比如达利特也就是表列种姓,还有表列部落,先天就能享受和人口占比差不多的教育、政府岗位配额。首陀罗占人口50%,也有27%的配额福利,只有高种姓的先进阶层没有这些福利。
莫迪本人就属于OBC,也就是其他落后阶层,对应传统的首陀罗,祖上是榨油卖油的,算不上什么好家世。按照传统种姓框架,他根本不可能当上总理,所以他本身就是低种姓崛起的象征,成功突破了种姓限制。

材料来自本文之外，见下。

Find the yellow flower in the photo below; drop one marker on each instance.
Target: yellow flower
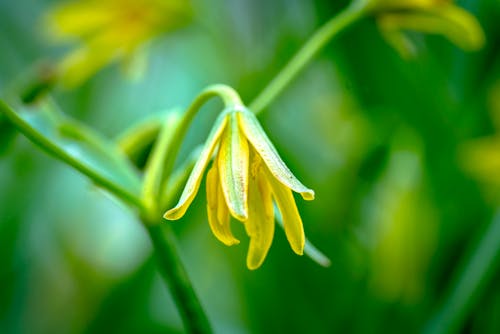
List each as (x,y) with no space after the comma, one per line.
(245,177)
(109,30)
(427,16)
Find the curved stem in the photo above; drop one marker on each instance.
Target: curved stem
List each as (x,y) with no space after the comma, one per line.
(305,54)
(229,97)
(174,273)
(60,154)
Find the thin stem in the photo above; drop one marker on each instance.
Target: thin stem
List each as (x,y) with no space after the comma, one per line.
(174,273)
(52,149)
(229,97)
(305,54)
(153,176)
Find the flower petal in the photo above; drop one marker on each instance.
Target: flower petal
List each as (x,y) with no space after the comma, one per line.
(259,140)
(193,183)
(291,218)
(233,167)
(453,22)
(218,214)
(260,223)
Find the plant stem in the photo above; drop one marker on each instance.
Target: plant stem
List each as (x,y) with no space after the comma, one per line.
(229,97)
(320,38)
(54,150)
(174,273)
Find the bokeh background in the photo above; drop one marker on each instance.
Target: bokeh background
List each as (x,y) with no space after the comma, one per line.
(402,153)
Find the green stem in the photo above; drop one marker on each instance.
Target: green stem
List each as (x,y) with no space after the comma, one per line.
(175,275)
(52,149)
(229,97)
(153,176)
(320,38)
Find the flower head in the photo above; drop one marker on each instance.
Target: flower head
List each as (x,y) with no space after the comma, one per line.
(109,30)
(245,177)
(428,16)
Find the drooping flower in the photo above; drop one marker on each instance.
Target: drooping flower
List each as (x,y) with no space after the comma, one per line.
(108,31)
(427,16)
(246,176)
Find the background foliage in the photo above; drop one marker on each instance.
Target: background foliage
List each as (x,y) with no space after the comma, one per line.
(407,191)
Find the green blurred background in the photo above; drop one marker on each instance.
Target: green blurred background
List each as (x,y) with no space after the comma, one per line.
(405,208)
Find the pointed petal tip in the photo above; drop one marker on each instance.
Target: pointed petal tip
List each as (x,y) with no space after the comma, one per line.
(252,264)
(298,247)
(173,214)
(241,215)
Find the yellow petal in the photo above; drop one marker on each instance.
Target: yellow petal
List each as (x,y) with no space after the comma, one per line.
(233,168)
(290,214)
(79,19)
(193,183)
(453,22)
(218,214)
(259,140)
(260,223)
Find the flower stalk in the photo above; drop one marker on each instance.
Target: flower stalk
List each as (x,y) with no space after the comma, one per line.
(308,51)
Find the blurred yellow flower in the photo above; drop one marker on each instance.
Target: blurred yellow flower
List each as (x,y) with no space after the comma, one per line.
(108,31)
(481,156)
(245,177)
(427,16)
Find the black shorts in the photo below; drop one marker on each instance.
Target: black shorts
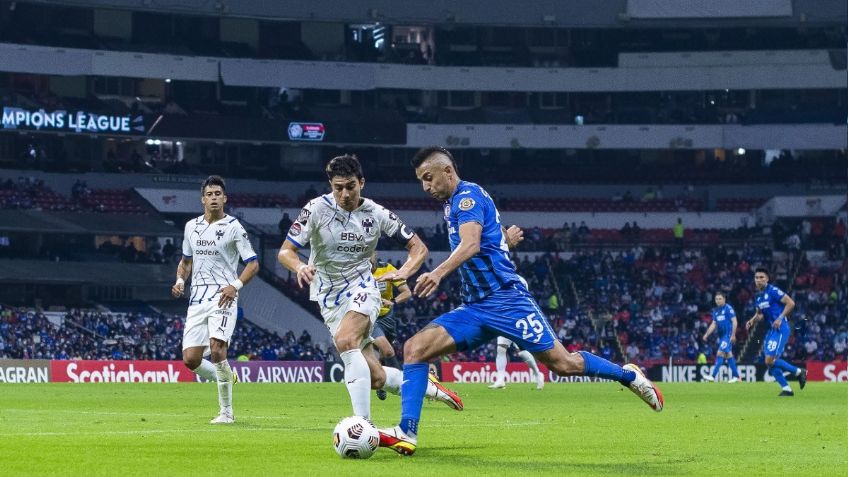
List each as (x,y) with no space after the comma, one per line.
(385,325)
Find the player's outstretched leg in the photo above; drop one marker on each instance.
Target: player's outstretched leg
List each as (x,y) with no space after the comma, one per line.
(436,391)
(717,367)
(431,342)
(734,371)
(535,373)
(500,368)
(777,374)
(800,373)
(226,378)
(560,361)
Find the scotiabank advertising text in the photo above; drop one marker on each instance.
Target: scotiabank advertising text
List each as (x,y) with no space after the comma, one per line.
(120,372)
(475,372)
(823,371)
(24,371)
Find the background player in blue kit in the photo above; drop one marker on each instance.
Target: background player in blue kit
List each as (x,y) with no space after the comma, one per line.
(724,320)
(495,301)
(775,305)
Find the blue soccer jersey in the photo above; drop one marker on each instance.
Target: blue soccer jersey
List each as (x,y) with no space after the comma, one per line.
(768,302)
(723,318)
(489,270)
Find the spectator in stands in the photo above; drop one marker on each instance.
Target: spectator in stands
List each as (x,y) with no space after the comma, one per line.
(678,232)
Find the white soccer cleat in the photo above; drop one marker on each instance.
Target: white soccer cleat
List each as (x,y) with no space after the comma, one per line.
(445,395)
(223,418)
(540,380)
(645,389)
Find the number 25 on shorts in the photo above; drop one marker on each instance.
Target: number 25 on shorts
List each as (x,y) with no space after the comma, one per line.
(530,326)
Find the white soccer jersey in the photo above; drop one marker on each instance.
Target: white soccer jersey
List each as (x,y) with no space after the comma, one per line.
(215,250)
(341,244)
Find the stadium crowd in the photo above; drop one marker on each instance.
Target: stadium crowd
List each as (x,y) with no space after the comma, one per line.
(92,334)
(636,303)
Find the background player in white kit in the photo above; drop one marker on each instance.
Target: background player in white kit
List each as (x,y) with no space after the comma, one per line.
(504,344)
(342,229)
(212,245)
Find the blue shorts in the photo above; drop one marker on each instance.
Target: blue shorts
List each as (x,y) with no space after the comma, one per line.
(776,340)
(510,312)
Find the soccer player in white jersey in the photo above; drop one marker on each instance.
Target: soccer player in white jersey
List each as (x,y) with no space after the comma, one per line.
(212,245)
(342,229)
(501,359)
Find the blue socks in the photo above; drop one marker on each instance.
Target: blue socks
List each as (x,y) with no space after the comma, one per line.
(785,366)
(412,396)
(596,367)
(778,376)
(719,362)
(732,363)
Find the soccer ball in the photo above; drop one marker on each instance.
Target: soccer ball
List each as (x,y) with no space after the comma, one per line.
(355,438)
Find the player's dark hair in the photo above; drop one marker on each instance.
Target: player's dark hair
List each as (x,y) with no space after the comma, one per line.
(213,180)
(344,166)
(425,153)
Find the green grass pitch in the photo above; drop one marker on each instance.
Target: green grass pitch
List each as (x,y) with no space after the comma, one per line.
(285,429)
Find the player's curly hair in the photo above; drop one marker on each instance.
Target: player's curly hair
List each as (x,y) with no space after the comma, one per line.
(424,153)
(211,181)
(344,166)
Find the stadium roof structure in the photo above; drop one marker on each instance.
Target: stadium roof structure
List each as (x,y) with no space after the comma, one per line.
(87,223)
(548,13)
(82,273)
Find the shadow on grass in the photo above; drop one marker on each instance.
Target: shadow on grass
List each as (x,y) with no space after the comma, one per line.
(527,463)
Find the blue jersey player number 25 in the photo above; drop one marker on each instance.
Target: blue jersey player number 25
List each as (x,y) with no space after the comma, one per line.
(495,302)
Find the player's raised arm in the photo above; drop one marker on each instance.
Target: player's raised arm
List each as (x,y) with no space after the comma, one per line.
(183,272)
(404,293)
(288,258)
(788,306)
(469,246)
(709,331)
(758,315)
(735,325)
(417,254)
(513,235)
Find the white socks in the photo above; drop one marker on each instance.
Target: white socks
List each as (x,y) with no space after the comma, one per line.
(500,364)
(528,358)
(394,380)
(206,370)
(358,382)
(225,386)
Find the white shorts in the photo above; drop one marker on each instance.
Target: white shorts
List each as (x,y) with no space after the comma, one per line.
(206,320)
(365,301)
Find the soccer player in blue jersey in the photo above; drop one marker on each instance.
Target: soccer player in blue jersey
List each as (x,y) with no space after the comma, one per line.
(775,305)
(495,301)
(724,319)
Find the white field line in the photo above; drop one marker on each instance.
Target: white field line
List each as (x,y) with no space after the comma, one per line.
(234,428)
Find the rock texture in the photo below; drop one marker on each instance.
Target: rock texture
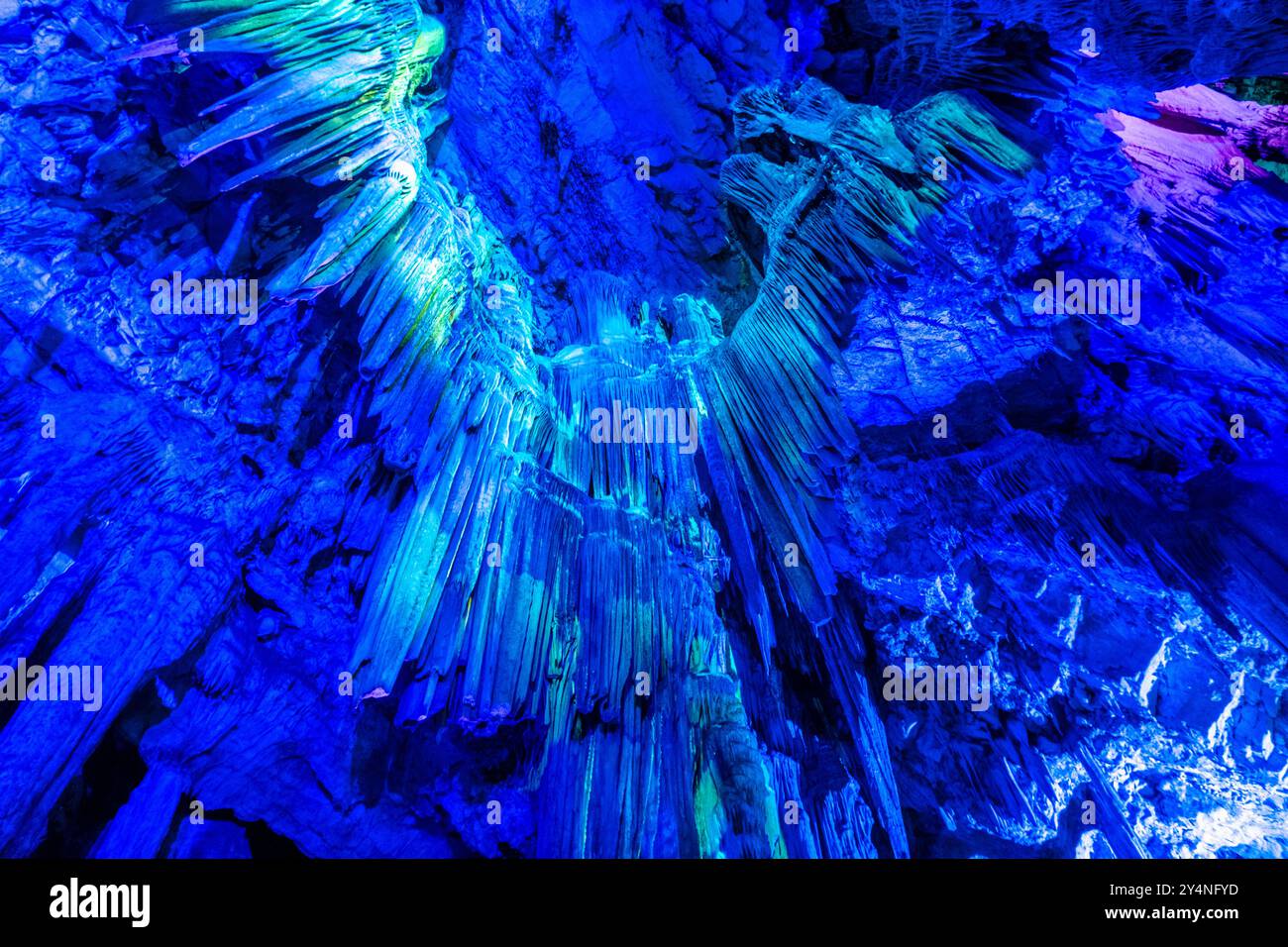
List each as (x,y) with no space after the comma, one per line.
(366,573)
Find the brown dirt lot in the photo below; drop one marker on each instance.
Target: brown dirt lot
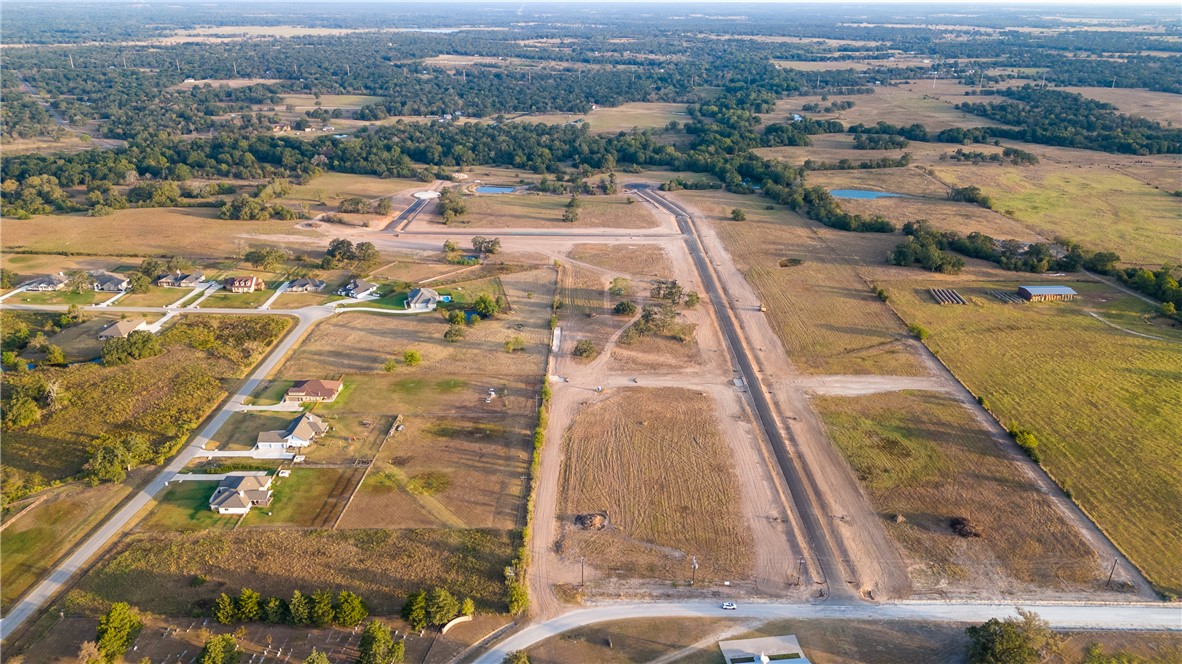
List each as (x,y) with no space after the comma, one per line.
(924,456)
(654,460)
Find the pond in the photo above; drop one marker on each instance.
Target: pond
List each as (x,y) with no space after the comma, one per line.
(865,194)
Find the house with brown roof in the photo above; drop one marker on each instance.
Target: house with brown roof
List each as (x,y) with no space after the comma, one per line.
(299,434)
(313,391)
(239,492)
(244,284)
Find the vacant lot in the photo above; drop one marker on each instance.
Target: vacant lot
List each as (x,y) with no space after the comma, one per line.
(655,462)
(153,571)
(188,232)
(1124,215)
(545,210)
(1101,401)
(926,457)
(824,313)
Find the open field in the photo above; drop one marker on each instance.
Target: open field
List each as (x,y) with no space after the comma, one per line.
(824,313)
(49,529)
(655,462)
(924,456)
(1099,401)
(153,571)
(142,232)
(640,115)
(1124,215)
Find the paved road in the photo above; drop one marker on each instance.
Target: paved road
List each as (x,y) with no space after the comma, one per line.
(1082,616)
(806,507)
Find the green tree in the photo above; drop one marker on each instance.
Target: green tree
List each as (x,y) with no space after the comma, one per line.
(299,611)
(248,606)
(441,606)
(322,612)
(350,610)
(220,649)
(223,610)
(486,306)
(414,611)
(116,631)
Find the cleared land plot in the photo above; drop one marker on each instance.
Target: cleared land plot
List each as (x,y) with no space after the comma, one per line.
(189,232)
(926,457)
(1123,214)
(1101,401)
(36,541)
(153,571)
(654,460)
(826,317)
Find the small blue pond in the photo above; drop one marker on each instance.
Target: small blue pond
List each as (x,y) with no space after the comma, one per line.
(862,194)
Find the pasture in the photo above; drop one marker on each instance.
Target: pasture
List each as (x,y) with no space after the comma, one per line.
(1101,399)
(655,462)
(926,457)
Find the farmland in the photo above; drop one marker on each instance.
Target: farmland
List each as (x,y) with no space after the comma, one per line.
(924,456)
(1099,399)
(654,461)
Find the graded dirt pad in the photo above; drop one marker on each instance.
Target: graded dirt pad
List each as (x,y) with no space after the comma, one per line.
(826,317)
(926,457)
(1099,399)
(654,460)
(154,571)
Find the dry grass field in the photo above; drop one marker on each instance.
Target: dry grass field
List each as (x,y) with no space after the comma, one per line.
(545,210)
(654,460)
(924,456)
(153,571)
(824,313)
(1124,215)
(143,230)
(1101,401)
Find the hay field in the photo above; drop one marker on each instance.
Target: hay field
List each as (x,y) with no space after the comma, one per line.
(655,461)
(153,571)
(927,457)
(188,232)
(826,317)
(1101,401)
(1122,214)
(545,210)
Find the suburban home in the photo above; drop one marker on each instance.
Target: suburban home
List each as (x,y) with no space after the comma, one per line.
(121,329)
(357,288)
(305,285)
(422,299)
(299,434)
(47,282)
(244,284)
(179,280)
(313,391)
(239,492)
(109,281)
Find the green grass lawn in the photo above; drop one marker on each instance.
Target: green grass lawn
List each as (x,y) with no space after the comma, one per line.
(1104,404)
(184,506)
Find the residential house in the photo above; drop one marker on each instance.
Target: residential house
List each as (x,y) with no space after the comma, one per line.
(109,281)
(422,299)
(299,434)
(313,391)
(47,282)
(244,284)
(239,492)
(305,285)
(357,288)
(121,329)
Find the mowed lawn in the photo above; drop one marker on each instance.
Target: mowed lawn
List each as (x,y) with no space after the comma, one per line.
(1103,403)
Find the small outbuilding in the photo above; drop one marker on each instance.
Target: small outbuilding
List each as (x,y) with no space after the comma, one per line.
(1046,293)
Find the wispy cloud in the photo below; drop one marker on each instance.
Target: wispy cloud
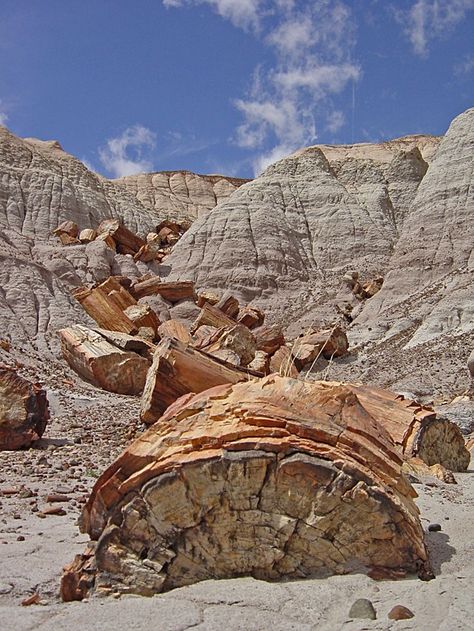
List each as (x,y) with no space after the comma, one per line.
(242,13)
(311,44)
(129,153)
(465,67)
(427,20)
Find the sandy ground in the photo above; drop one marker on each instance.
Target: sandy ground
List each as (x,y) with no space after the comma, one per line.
(88,430)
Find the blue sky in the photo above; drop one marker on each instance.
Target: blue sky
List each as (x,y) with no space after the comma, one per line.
(229,85)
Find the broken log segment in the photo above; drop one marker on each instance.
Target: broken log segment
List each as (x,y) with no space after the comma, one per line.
(176,329)
(173,291)
(120,234)
(178,369)
(212,316)
(269,478)
(104,309)
(101,363)
(24,410)
(417,430)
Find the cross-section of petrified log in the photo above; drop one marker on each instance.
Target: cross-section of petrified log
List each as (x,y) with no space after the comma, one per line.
(269,478)
(416,429)
(102,363)
(24,410)
(178,369)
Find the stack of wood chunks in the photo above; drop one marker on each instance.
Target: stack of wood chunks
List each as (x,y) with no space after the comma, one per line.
(156,246)
(24,410)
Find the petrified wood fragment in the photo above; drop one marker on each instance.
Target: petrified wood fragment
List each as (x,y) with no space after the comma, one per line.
(416,429)
(104,309)
(178,369)
(176,329)
(269,338)
(24,410)
(120,234)
(102,363)
(269,478)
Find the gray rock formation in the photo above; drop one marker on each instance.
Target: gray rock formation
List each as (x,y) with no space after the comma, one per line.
(40,187)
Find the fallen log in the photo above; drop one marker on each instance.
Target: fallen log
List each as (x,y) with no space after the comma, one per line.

他的出身也是巨大的政治资本,OBC占总人口的50%,他的身份本身就代表了一半的人口,是非常扎实的基本盘。2014年大选的时候,莫迪的对手是国大党的拉胡尔甘地,纯纯的政治世家出身。
他的曾祖是印度首任总理尼赫鲁,奶奶是有“印度铁娘子”之称的英迪拉甘地,祖上是婆罗门,社会地位极高。但竞选的时候,婆罗门出身的拉胡尔甘地,反而要质疑莫迪的OBC身份是不是真的,有没有造假。
就是因为OBC身份是莫迪重要的群众基础,能帮他拉大量选票。当时很多人认为这种罕见的底层逆袭会为社会带来真正的革新,但现实是,这终究只是一场精心包装的选票游戏。
这12年来,莫迪用印度教民族主义将这块松散的“千层饼”强行烘烤,表面看似狂热统一,实则未曾触动僵化的土地、劳工与种姓等核心阻碍。
经济上的华丽涨幅终究掩饰不了外资出逃与制造业退潮的骨感现实;他引以为傲的低种姓逆袭,最终也被证实只是给千年顽疾穿上了一件当代政客的防弹衣。地缘战略上的首鼠两端,换来的更是印太棋盘上被边缘化的冷遇。
所谓“印不生莫迪,万古如长夜”,只是一句虚妄的粉饰。这12年里印度最真实的蜕变,或许只是从满载幻想的“起飞前夜”,重重跌落回随时可能崩盘的长夜之中。